Ce qui est intéressant dans l’approche naturaliste de l’auteur, c’est l’idée de considérer qu’on comprend mieux un individu en observant son corps qu’en se contentant de sa seule manière de penser. Tout l’objet de son étude généalogique de la morale se résume d’ailleurs à cela ; à essayer de comprendre son histoire, son origine et aussi son créateur. Avec toutes ces informations, on peut alors évaluer la morale et se questionner sur sa valeur.

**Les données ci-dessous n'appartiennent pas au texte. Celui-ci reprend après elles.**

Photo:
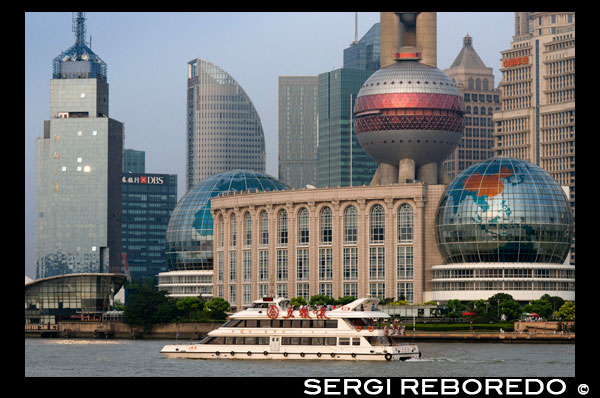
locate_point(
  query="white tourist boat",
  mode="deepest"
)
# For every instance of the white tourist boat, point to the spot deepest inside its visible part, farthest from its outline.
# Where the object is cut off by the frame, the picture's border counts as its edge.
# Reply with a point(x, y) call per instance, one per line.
point(272, 329)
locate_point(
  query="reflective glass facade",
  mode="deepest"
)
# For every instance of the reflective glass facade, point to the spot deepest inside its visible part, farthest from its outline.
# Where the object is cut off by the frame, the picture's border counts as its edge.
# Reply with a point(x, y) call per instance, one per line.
point(504, 210)
point(224, 131)
point(70, 297)
point(148, 200)
point(189, 241)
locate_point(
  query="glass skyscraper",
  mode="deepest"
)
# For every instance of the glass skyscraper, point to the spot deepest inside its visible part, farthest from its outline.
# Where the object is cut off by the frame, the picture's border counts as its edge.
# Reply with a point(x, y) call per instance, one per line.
point(224, 131)
point(341, 159)
point(148, 200)
point(364, 54)
point(79, 162)
point(297, 127)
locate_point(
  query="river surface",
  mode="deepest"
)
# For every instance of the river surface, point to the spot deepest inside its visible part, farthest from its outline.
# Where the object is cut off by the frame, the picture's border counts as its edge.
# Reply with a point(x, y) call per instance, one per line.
point(140, 358)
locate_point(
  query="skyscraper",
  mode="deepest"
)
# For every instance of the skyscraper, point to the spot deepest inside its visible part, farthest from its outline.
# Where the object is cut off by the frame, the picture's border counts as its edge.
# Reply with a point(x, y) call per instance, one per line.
point(341, 159)
point(224, 131)
point(536, 119)
point(298, 130)
point(476, 83)
point(79, 161)
point(364, 53)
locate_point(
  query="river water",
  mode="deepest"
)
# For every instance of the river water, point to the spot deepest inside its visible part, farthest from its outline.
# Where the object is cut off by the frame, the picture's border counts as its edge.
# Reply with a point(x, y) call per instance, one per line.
point(140, 358)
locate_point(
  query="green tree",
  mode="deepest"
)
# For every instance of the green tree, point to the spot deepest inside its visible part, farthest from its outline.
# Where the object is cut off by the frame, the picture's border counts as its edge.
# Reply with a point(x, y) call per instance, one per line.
point(541, 307)
point(455, 308)
point(216, 308)
point(510, 309)
point(566, 311)
point(147, 306)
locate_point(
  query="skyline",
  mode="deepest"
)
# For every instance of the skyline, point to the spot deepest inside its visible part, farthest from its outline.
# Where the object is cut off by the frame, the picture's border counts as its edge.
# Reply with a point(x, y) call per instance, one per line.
point(147, 69)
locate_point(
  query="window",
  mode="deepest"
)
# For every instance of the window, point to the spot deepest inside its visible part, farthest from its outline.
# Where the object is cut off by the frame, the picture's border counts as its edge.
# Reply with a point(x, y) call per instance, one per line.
point(264, 229)
point(303, 225)
point(377, 263)
point(350, 225)
point(233, 231)
point(405, 223)
point(325, 226)
point(377, 221)
point(248, 229)
point(282, 228)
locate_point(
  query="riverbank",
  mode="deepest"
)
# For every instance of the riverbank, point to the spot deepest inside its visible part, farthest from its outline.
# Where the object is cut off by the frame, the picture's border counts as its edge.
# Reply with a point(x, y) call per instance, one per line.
point(196, 331)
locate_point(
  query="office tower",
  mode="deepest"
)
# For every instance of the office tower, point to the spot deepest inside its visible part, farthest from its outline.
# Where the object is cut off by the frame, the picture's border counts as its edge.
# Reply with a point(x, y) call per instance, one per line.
point(224, 131)
point(134, 161)
point(476, 83)
point(536, 120)
point(364, 53)
point(148, 201)
point(79, 163)
point(341, 159)
point(297, 127)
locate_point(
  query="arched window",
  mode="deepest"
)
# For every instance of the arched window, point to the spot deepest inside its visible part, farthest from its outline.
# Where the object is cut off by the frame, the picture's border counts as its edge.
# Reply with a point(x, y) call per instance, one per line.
point(221, 231)
point(303, 224)
point(325, 219)
point(377, 220)
point(264, 229)
point(248, 229)
point(350, 225)
point(233, 231)
point(405, 223)
point(282, 228)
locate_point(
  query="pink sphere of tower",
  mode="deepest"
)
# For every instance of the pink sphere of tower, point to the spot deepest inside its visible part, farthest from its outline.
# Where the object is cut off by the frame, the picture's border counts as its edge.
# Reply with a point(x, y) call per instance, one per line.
point(409, 110)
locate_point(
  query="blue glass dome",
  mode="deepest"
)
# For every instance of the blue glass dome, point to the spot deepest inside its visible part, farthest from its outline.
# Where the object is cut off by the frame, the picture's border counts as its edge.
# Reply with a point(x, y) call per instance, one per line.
point(189, 238)
point(504, 210)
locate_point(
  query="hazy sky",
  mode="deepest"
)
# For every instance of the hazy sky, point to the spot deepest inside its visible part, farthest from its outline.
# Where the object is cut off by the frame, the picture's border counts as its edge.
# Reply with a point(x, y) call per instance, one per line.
point(147, 55)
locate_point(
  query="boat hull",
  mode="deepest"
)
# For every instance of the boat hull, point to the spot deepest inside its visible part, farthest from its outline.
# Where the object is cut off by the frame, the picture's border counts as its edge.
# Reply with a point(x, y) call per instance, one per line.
point(196, 352)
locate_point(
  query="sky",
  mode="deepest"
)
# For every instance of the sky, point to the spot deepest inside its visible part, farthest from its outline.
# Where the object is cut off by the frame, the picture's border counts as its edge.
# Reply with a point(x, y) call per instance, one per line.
point(147, 55)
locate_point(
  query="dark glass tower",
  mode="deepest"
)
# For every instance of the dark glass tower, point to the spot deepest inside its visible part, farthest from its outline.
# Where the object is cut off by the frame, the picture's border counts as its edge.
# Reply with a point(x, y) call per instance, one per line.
point(79, 161)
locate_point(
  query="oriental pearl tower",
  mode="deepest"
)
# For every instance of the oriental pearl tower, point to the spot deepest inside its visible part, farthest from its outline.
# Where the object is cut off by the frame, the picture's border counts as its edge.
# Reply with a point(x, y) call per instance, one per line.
point(408, 115)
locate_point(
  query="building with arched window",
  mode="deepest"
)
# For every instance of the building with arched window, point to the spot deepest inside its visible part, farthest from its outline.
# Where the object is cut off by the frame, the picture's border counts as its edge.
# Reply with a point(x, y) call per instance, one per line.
point(349, 241)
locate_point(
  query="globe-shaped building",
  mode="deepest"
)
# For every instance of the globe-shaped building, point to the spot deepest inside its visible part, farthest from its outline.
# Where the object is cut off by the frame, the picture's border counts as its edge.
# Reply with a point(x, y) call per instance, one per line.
point(409, 110)
point(189, 238)
point(504, 210)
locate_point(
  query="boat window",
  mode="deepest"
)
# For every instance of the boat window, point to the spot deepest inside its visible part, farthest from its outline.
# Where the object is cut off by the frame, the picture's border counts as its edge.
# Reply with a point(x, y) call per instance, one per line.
point(251, 323)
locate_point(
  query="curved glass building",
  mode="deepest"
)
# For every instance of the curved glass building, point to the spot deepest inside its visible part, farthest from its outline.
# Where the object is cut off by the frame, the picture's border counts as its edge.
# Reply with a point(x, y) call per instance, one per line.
point(224, 131)
point(189, 238)
point(504, 210)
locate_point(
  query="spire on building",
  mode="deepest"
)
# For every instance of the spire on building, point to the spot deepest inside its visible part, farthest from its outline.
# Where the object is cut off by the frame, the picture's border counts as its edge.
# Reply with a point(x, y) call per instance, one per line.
point(468, 57)
point(79, 61)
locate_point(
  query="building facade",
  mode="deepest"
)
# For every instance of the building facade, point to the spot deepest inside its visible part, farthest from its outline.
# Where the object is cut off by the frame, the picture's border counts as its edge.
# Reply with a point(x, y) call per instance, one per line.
point(536, 119)
point(79, 163)
point(297, 125)
point(363, 54)
point(351, 241)
point(148, 201)
point(224, 131)
point(476, 83)
point(134, 161)
point(341, 159)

Pas d’arrière-mondes : Nietzsche contre le Nihilisme

Le problème de Nietzsche avec le christianisme et le platonisme, c’est que tous deux pratiquent le dualisme. Est dualiste, en effet, toute doctrine considérant qu’il y a deux réalités : celle que nous connaissons, ce monde matériel constitué de matière et de chair, et un autre monde cette fois-ci transcendant et auquel nous ne pouvons pas accéder. Avec cette description du dualisme, nous avons les grands principes de la théorie de Platon, puisqu’en effet, le disciple de Socrate considère que ce qu’il appelle « le monde sensible », correspondant à la réalité telle que nous la connaissons, n’est qu’une copie imparfaite d’un autre monde parfait quant à lui, qu’il nomme : « le monde des Idées ». Ce monde des Idées, insoumis aux lois et contraintes de la matière, est constitué des mêmes objets que nous trouvons ici-bas, mais sous leur forme parfaite et purement intelligible (immatérielle). Nietzsche pense que la pensée chrétienne n’est que la continuité de celle de Platon, car les deux idéologies rejettent le monde matériel pour lui préférer un opposé transcendant : le monde Idées de Platon est donc un équivalent du Paradis des chrétiens.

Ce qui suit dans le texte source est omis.